E é com essa “chave de fenda” sonora que o diretor do filme, Nicolas Winding Refn, faz uma fissura num gênero que conhecemos tão bem (o “action movie automobilístico”, à la Bullit, Ronin) – e abre, num rasgo até grosseiro, uma fresta para deixar entrar uma certa sensibilidade que parece não combinar com esse tipo de narrativa. Nos deixa com a sensação de encontrar, entre as faixas de um álbum de punk rock, duas ou três faixas instrumentais de ambient ou house, provocando interferências estranhas no mix. O ritmo do filme, no mais, é também musical (os planos gerais da cidade, à noite, servem de refrão para o pop song).

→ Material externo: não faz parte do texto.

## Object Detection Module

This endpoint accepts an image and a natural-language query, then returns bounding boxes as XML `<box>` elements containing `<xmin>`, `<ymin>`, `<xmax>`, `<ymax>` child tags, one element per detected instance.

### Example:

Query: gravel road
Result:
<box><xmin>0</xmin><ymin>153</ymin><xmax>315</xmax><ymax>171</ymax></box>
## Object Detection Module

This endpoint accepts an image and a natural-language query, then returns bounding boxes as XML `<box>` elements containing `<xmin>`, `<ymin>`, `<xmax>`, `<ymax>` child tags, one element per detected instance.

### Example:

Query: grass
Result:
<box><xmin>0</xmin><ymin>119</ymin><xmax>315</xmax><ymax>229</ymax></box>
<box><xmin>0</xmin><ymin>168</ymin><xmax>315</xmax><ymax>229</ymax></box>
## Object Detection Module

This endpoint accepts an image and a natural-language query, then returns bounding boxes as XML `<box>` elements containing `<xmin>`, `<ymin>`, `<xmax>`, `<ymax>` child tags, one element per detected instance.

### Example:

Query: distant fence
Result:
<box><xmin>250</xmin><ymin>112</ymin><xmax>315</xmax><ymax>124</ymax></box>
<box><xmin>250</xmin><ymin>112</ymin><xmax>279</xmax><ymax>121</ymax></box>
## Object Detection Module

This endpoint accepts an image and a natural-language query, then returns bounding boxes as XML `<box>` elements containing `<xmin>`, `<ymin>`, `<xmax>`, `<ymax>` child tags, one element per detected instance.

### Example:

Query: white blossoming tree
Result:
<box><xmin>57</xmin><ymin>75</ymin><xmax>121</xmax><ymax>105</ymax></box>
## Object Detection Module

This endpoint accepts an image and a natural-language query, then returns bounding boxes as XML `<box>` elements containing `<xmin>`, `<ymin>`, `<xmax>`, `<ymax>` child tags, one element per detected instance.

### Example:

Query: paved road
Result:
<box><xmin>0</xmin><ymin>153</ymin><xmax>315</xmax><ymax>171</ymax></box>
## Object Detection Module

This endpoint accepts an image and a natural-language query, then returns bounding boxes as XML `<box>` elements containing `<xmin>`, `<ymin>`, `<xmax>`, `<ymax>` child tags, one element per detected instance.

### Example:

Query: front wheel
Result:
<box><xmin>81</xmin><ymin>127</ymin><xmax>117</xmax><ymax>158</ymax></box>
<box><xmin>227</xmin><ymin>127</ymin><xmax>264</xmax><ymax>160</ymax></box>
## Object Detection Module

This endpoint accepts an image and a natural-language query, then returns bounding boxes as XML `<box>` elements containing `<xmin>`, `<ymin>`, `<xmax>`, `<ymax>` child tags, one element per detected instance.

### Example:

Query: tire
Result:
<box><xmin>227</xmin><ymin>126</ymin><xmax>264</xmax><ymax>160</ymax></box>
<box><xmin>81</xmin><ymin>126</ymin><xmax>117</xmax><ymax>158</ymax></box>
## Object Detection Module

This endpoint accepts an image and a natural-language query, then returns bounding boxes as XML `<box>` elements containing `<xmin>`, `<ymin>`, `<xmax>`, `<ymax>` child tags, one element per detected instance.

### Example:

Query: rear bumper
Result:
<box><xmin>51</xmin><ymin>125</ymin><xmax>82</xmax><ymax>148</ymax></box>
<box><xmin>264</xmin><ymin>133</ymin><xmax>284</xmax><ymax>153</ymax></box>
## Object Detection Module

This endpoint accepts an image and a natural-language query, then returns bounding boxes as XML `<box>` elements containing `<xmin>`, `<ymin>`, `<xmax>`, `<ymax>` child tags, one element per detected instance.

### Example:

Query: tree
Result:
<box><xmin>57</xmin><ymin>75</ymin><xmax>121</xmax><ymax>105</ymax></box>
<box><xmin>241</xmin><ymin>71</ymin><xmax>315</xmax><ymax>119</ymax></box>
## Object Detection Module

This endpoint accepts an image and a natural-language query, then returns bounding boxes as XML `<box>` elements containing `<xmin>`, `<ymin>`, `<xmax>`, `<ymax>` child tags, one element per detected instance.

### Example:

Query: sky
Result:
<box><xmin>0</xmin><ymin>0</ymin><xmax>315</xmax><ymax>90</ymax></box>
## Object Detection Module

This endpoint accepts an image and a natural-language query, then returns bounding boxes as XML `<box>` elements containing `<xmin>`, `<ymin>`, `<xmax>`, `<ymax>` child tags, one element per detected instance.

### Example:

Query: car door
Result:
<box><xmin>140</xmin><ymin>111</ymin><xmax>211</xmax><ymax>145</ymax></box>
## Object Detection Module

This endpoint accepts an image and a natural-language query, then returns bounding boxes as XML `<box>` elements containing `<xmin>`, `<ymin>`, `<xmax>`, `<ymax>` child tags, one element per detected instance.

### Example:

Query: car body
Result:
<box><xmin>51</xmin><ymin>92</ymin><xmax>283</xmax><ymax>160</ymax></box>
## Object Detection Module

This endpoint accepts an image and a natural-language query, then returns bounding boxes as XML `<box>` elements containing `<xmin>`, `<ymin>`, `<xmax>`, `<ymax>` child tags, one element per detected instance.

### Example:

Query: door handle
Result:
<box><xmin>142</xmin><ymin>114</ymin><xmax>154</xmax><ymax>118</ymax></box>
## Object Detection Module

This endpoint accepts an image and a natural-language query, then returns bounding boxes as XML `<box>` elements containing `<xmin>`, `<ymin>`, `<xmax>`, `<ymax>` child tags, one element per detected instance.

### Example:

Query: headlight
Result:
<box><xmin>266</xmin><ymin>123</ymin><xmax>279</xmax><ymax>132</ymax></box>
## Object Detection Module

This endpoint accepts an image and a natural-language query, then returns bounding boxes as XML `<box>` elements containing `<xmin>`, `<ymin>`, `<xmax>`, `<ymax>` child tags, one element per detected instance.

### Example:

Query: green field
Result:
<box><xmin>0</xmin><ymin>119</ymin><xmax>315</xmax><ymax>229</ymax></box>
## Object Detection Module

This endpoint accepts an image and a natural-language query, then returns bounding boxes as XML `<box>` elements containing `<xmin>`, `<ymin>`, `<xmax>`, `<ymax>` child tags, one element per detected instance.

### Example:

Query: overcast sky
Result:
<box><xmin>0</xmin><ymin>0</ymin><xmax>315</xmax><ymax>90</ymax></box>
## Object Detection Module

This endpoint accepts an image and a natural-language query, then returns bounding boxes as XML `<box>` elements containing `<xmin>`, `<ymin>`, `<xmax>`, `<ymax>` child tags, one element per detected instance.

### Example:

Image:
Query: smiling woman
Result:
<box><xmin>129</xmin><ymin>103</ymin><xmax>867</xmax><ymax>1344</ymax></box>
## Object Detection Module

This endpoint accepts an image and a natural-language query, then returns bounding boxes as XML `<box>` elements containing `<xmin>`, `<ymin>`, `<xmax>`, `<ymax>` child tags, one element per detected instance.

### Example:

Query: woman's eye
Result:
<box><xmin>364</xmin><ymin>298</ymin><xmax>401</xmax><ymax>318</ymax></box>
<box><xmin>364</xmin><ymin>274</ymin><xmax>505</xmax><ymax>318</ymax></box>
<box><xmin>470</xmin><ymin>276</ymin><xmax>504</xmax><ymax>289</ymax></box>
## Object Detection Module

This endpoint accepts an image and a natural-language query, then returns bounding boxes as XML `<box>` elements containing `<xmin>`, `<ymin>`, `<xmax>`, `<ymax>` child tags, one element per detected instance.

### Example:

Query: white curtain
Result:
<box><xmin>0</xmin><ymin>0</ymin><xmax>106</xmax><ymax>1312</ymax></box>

Ryan Gosling, numa interpretação tão mecânica/melancólica quanto uma performance do Kraftwerk, entende o projeto de Refn, que faz evoluções sempre em torno dos clichês do gênero. É como se o filme-filme terminasse assim que aparecem os créditos iniciais (após uma sequência tecnicamente perfeita, impressionante de perseguição) e, em seguida, restasse aos personagens (e aos espectadores) apenas a ressaca daquele filme de ação. O anti-herói sai de cena, e a vida segue em estradinhas escuras, erráticas, às vezes doce feito uma canção de synthpop vagabunda, às vezes violenta como uma graphic novel para adultos.
E, quanto mais referências Refn acumula no caminho (e são muitas, de Kar-wai a Tarantino: aposto que ele será acusado de pilhar o estilo alheio, de seguir modismos, de ser um babaca sem um olhar singular para as coisas), a imagem que resume o filme é um flash roubado de A estrada perdida, de David Lynch: tal como aquele filme, Drive também se desloca numa pista de ilusões – mas é daqueles sonhos tolos que nos capturam à vera, antes que tentemos colocá-los em ordem.